In diesem besonderen Fall scheint ein Suizid ganz und gar nicht zum Naturell der jungen Frau zu passen, die in einer Bar mit prominenter Kundschaft kellnerte. Wurde sie aus dem Weg geschafft oder wird sie irgendwo versteckt gehalten? Der Verehrer Leif will und kann nicht glauben, was ihm suggeriert wird. Er begibt sich, verhalten wütend, auf die Suche. Am Kanalufer in einem verrotteten Industrie-Areal trifft er sie – und sie offenbart ihm: Weil sie beim Job von einer hochrangigen Korruptionsaffäre Wind bekam, in die auch Leifs Vater verwickelt ist, mußte sie sich verkrümeln. Und verschwindet auch jetzt wieder unauffällig.

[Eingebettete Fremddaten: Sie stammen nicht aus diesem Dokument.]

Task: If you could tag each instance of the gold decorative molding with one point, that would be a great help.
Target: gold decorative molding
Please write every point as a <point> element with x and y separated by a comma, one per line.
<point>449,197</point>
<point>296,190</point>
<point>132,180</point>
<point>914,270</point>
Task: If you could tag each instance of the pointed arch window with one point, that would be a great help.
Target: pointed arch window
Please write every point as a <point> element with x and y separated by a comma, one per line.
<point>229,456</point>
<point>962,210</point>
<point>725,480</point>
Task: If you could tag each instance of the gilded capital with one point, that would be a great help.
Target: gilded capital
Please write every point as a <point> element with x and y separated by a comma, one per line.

Der Plot nimmt abenteuerliche Züge an: Der zornig-verzweifelte junge Mann wird von seinen Eltern mit Hilfe eines „Freundes“ aus dem Verkehr gezogen – per fürsorgliche Ingewahrsamnahme in die geschlossene Abteilung einer Psychiatrie verfrachtet. Von dort bricht er gewaltsam aus und auf, als Helena ihn besucht (eine Pflegerin und der behandelnde Arzt müssen dran glauben). Er sucht ein neues Leben – gemeinsam mit Helena. Die beiden entkommen fürs erste den staatlichen Sicherheits- und Ordnungskräften, fallen aber süchtig-räuberischen Asozialen in die Hände. Doch selbst deren manische Gewalttätigkeit überleben sie noch einmal.

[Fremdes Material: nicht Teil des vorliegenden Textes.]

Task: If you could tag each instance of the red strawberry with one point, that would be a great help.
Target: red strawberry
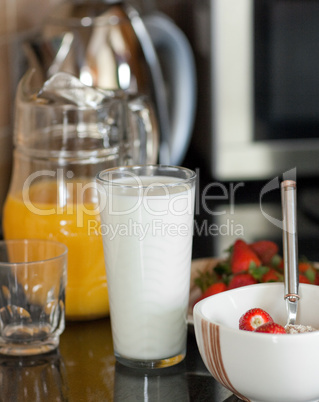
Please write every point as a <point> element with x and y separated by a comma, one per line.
<point>240,280</point>
<point>272,276</point>
<point>271,328</point>
<point>242,257</point>
<point>253,318</point>
<point>265,250</point>
<point>213,290</point>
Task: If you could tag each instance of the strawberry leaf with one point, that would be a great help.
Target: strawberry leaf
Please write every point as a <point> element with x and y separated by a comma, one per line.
<point>257,272</point>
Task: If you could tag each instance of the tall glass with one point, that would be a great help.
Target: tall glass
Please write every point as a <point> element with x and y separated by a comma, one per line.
<point>147,225</point>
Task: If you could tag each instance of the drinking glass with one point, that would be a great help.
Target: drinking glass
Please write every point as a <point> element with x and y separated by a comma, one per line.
<point>147,225</point>
<point>33,277</point>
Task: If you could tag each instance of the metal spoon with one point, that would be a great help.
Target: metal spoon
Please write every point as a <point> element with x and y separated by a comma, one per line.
<point>290,248</point>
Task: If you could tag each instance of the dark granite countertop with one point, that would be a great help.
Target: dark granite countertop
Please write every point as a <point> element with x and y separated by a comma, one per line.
<point>84,369</point>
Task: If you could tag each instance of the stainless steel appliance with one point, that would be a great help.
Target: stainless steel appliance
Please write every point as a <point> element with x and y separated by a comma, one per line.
<point>262,113</point>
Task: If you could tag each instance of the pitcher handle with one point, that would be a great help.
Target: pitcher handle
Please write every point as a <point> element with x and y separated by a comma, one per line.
<point>143,130</point>
<point>179,59</point>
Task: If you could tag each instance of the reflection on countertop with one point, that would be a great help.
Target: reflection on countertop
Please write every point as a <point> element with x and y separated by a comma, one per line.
<point>84,369</point>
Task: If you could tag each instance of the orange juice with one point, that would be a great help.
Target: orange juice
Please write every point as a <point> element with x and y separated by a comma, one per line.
<point>69,216</point>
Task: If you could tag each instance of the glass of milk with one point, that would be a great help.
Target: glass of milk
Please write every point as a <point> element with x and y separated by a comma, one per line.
<point>147,215</point>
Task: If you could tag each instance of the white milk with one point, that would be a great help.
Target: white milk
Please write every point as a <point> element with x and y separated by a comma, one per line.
<point>147,247</point>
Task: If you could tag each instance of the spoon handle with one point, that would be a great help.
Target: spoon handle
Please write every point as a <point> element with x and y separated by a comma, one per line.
<point>290,246</point>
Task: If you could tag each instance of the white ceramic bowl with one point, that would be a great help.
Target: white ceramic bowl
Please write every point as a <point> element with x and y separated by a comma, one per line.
<point>256,366</point>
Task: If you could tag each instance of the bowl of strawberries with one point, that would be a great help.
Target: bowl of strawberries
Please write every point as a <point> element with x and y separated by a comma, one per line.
<point>246,345</point>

Mit Verschwindenmüssen und Migration haben die beiden Autoren des Werks intensive Erfahrung. Die aus Usbekistan stammende, 1975 aus Moskau nach Australien emigrierte und 1981 in die Bundesrepublik gekommene Komponistin Kats-Chernin dürfte mit den politökonomischen Strukturen, auf die Bauersimas Text anspielt, seit Kindertagen vertraut sein (entsprechend positiv reagierte sie auf ihn). Die Familie Bauersima floh, wie de vlaamse opera mitteilte, 1968 „naar Zwitscherland“ (womit nicht ein Reich des unendlichen Parlando und unerschöpflichen Geplauders, sondern die oft wortkarge Schweiz gemeint ist).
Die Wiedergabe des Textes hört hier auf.